Empirical base of research
(1) First, we used data collected for our subproject in 2017, “Social Capital and privacy online: urban communities on online social networks.” These data were collected in August—October 2017 and include results of a socio-psychological survey (n=357), information on the social network in an urban community (used for computing of structural capital on the friendship networks), data on user ego-networks (a subgraph of the urban network comprised of the survey participants). Second, we constructed a sample of VK users (n=35) and collected survey data on the structure of ego-networks as well as data on the volume of directed communication between participants and their online friends.
(2) First, we used a corpus (n=2.7 mil.) of all messages from Russian-language online social media for an entire year containing at least one ethnonym from a dictionary of post-soviet ethnic groups. These data were collected from the database of social media aggregator IQBuzz. Second, a sample (n=15,000) of the corpus marked up by three independent coders with estimates of author sentiment towards mentioned ethnicity; also, we used verb-ethnicity pairs marked-up by 14 coders.
(3) Experiments were based on three corpora: a Russian corpus (n=8,624) coded by human coders with ten topics; an English corpus (n=15,404) coded by human coders with 15 topics; a French corpus (n=25,000) without any human markups.
(1) It was found that propensity to make connections define a user’s social network. In addition, the relationship between several types of privacy behaviors, privacy attitudes and structural capital was found significant. This result contributes to the understanding of the mechanism involved in the formation of online social capital. Moreover, during this project, a new research design and a data collection tool were developed and used for data collection (n=41) for testing hypotheses on patterns of online communication.

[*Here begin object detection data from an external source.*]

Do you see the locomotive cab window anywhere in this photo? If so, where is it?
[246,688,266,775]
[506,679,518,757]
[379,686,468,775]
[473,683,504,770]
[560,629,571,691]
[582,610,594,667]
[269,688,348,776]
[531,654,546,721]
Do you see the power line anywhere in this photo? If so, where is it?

(2) The quality of ethnic hate speech detection was improved by 15% compared to results from our project in 2017 while the average quality of detecting all types of sentiment toward ethnic groups – by 16% in terms of F-macro measure. Moreover, the latter is at least 20% higher than the results of similar tasks for similar data, including a solution based on a neural network. Additionally, the neural network solution, when reproduced on our data showed comparable to previous results. This point out that neural networks might not be optimal for similar to our cases with relatively small data.
(3) A renormalization procedure was adapted and applied for parameter optimization of topic modeling, which improved the computation speed of our approach by at least 68% compared to the traditional approach.
Recommendations and area of application
(2) The new models could be used for automatic ethnic hate speech detection in large collections of informal user messages posted on social media. This could be used for the moderation of user-generated content according to laws on the spread of extremist information.
(3) The developed approach could be used for fast tuning of topic models, which is particularly valuable for social sciences where topic modeling is primarily used for empirical estimation of topics present in data. This approach reduces the time and cost of manual labor for coding data.